- Born: 1926 New York City, U.S.
- Died: January 23, 2021 (aged 94) San Diego, California, U.S.
- Education: Master's degree in library science from the Pratt Institute
- Occupation: Librarian
- Employers: University of Illinois; University of California, San Diego;
- Organization: American Library Association
- Known for: Research on gender inequality in librarianship; advocacy for pay equity and public access to government information
- Notable work: Characteristics of Professional Personnel in College and University Libraries (1968)
- Spouse: Herbert Schiller ​ ​(m. 1946; died 2000)​
- Children: 2

= Anita R. Schiller =

American librarian and advocate for women in librarianship (1926–2021)

Anita R. Schiller (1926 – January 23, 2021) was an American librarian known for her landmark research on gender inequality within the library profession and her advocacy for pay equity for female librarians and for free public access to government information. She worked for many years as a librarian at the University of California, San Diego (UCSD). In 2007 she was awarded American Library Association Honorary Membership, the Association's highest honor.

==Early life and education==
Schiller was born in 1926 in New York City. She earned a master's degree in library science from the Pratt Institute.

==Career==
===Research on gender inequality in libraries===
In 1968, Schiller published Characteristics of Professional Personnel in College and University Libraries, a study based on a major survey of salaries at 2,000 colleges and research libraries that documented a pervasive pattern of gender discrimination. The study showed significant pay disparities between male and female librarians and galvanized a generation of women in the profession to address these inequalities. Throughout the 1970s, she continued to research and publish findings on salary disparities between men and women in the field.

===University of California, San Diego===
Schiller moved to San Diego in 1970 to work at the University of California, San Diego. At UCSD, she served as a reference librarian, social sciences bibliographer, and data services librarian until her retirement in 1991. Colleagues recalled her "sleuthing skills" in tracking down arcane sources and her foresight in recognizing both the potential and the dangers of computerization in libraries. She was instrumental in bringing "machine-readable data files" into the UCSD library in the early 1980s.

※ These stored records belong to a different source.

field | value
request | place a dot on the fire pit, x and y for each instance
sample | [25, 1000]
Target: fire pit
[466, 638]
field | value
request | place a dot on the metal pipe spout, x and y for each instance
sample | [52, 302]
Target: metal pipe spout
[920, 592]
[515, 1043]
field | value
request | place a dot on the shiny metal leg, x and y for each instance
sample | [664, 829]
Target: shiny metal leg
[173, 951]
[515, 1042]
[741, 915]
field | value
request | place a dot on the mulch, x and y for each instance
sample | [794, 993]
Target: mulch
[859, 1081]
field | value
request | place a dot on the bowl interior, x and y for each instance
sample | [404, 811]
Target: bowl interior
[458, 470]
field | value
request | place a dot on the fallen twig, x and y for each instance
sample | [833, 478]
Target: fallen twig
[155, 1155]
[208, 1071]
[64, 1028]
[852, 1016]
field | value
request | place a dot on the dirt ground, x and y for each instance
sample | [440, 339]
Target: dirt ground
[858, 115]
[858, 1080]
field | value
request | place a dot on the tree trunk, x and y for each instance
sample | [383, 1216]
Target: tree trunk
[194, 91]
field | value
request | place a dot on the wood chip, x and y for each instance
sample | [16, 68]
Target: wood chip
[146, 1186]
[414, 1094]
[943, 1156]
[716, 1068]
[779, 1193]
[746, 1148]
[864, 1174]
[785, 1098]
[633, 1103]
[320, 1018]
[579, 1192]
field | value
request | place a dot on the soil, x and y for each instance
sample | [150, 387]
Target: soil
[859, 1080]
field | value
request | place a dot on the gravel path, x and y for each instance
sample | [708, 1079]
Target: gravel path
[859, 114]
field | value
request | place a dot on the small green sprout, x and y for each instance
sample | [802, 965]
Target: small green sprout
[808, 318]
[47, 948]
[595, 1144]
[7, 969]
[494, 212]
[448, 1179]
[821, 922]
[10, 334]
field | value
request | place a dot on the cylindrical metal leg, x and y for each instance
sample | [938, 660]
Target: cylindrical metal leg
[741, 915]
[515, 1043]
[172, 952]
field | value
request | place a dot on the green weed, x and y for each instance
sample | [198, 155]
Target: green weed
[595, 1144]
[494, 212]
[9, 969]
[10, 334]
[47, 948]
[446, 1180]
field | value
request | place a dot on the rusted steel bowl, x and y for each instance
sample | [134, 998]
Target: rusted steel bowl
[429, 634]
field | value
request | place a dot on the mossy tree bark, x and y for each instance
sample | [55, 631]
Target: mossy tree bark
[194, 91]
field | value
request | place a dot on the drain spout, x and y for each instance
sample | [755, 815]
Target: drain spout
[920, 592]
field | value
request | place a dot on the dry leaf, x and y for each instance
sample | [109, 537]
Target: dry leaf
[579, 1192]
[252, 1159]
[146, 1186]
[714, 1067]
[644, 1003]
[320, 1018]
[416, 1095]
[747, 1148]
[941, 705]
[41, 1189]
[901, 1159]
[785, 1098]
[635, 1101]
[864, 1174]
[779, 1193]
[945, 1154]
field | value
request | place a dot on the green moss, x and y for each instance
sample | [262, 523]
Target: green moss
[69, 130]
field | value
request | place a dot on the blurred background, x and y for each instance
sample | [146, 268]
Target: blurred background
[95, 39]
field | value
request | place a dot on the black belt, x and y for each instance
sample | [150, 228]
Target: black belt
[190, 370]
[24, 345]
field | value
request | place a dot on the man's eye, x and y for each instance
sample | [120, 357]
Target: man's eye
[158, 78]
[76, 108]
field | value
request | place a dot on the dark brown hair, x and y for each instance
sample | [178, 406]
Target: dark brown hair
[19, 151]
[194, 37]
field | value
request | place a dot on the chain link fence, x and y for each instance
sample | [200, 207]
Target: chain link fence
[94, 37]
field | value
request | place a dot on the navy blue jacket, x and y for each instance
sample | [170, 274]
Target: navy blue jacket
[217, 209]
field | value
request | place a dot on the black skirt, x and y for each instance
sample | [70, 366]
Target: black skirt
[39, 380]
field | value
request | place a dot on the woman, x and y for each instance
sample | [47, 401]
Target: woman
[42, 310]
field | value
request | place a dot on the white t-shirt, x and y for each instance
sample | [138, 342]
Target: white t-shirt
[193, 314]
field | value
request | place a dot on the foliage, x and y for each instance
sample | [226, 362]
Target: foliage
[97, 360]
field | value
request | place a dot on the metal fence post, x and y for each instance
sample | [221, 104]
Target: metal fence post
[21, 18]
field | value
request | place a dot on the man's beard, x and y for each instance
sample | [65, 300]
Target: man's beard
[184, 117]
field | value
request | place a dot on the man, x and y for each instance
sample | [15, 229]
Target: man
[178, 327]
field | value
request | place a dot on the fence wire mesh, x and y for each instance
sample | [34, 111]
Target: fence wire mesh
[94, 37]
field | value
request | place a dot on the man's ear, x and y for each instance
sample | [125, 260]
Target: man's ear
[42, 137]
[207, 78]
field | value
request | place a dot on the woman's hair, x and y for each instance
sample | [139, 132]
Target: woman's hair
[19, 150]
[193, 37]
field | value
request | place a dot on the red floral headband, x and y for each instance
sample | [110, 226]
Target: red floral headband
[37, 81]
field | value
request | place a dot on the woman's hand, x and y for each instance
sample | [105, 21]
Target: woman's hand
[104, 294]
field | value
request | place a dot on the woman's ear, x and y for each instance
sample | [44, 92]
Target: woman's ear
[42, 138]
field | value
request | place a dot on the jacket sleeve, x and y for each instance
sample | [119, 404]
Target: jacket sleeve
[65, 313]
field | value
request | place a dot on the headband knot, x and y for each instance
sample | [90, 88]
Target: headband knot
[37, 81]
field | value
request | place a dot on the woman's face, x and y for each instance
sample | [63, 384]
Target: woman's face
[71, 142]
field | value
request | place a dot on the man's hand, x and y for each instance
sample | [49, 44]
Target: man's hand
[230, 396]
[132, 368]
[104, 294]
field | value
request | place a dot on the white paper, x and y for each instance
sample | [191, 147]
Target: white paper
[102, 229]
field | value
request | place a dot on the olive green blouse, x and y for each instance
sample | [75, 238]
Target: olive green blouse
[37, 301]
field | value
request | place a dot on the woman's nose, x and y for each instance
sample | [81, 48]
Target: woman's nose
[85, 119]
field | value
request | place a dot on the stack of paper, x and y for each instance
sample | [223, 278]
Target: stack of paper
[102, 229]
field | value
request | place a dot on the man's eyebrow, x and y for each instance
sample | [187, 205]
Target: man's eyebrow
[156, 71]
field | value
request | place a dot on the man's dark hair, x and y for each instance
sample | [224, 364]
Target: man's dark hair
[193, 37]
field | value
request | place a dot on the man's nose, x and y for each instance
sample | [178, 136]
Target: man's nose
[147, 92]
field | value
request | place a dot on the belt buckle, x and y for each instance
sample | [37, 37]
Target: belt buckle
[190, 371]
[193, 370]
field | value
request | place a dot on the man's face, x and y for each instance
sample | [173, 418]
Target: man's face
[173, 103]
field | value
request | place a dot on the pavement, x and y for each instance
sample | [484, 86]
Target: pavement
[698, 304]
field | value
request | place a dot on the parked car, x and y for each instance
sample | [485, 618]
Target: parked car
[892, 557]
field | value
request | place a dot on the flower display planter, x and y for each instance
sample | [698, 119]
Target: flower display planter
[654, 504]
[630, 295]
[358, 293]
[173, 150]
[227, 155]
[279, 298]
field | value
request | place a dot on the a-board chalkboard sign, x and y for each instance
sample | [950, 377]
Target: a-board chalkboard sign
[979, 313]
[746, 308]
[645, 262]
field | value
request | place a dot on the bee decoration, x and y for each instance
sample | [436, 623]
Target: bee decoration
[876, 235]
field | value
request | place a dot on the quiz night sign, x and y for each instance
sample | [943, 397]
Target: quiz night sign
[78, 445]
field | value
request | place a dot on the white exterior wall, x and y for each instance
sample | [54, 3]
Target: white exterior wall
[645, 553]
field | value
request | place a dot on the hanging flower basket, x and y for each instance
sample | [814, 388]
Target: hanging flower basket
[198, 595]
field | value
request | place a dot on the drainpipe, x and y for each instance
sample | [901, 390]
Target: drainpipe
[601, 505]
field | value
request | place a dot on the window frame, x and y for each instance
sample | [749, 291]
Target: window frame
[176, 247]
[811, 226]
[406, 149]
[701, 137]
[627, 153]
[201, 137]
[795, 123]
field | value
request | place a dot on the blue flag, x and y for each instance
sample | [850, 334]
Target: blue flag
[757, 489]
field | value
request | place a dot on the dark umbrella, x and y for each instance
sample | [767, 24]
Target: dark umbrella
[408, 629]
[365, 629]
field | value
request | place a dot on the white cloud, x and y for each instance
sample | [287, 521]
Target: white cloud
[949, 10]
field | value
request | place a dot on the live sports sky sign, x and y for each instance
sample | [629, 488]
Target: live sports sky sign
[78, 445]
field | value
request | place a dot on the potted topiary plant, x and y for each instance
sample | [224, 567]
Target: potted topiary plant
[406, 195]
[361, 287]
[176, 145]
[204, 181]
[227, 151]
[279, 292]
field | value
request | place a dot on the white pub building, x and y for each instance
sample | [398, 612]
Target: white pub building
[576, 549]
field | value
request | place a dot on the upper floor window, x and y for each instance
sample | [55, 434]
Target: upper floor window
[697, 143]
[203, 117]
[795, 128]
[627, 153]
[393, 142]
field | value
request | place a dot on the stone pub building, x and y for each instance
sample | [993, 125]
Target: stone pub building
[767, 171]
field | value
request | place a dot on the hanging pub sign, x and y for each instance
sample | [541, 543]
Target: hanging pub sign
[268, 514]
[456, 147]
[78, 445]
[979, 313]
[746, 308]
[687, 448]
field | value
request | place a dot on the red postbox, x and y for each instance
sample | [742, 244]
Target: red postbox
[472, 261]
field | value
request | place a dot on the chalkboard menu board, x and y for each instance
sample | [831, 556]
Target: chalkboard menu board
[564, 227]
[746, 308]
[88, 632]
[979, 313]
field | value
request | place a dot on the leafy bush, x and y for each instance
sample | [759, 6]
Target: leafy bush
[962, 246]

===Advocacy for public information===
Schiller was deeply concerned about the commodification of public information. In 1982, she co-wrote an article with her husband, Herbert Schiller, titled "The Privatizing of Information: Who Can Own What America Knows?" for The Nation. The article warned about the transfer of government-held information to private ownership and control and won the Gold Pen Prize from the Los Angeles Pen Center.

==ALA leadership and honors==
Schiller was an active member of the American Library Association (ALA) throughout her career, serving on the ALA Council, the Social Responsibilities Round Table (SRRT) Feminist Task Force as a founding member, the Committee on the Status of Women in Librarianship, and the President's Task Force on Better Salaries and Pay Equity for Library Workers.

In 1985, she received the American Library Association Equality Award for her outstanding contribution to promoting equality between men and women in the library profession.

In 2007, she was elected an Honorary Member of the ALA, the association's highest honor, in recognition of her "groundbreaking efforts to enhance the status of women in librarianship."

==Personal life and death==
Schiller met her husband, Herbert Schiller, in New York, and they married in Berlin in 1946. Herbert Schiller became a renowned sociologist and media critic. He died in 2000. Anita Schiller had two sons, Dan and Zach, as well as grandchildren.

Schiller died on January 23, 2021, at age 94, from complications related to COVID-19 during the pandemic in San Diego.

==Selected works==
- Schiller, Anita R. (1968). "Characteristics of Professional Personnel in College and University Libraries"
- Schiller, Anita R. (1974) "Women in Librarianship," Advances in Librarianship v. 4, pp. 103–147.
- Schiller, Anita R. (1982). "The Privatizing of Information: Who Can Own What America Knows?"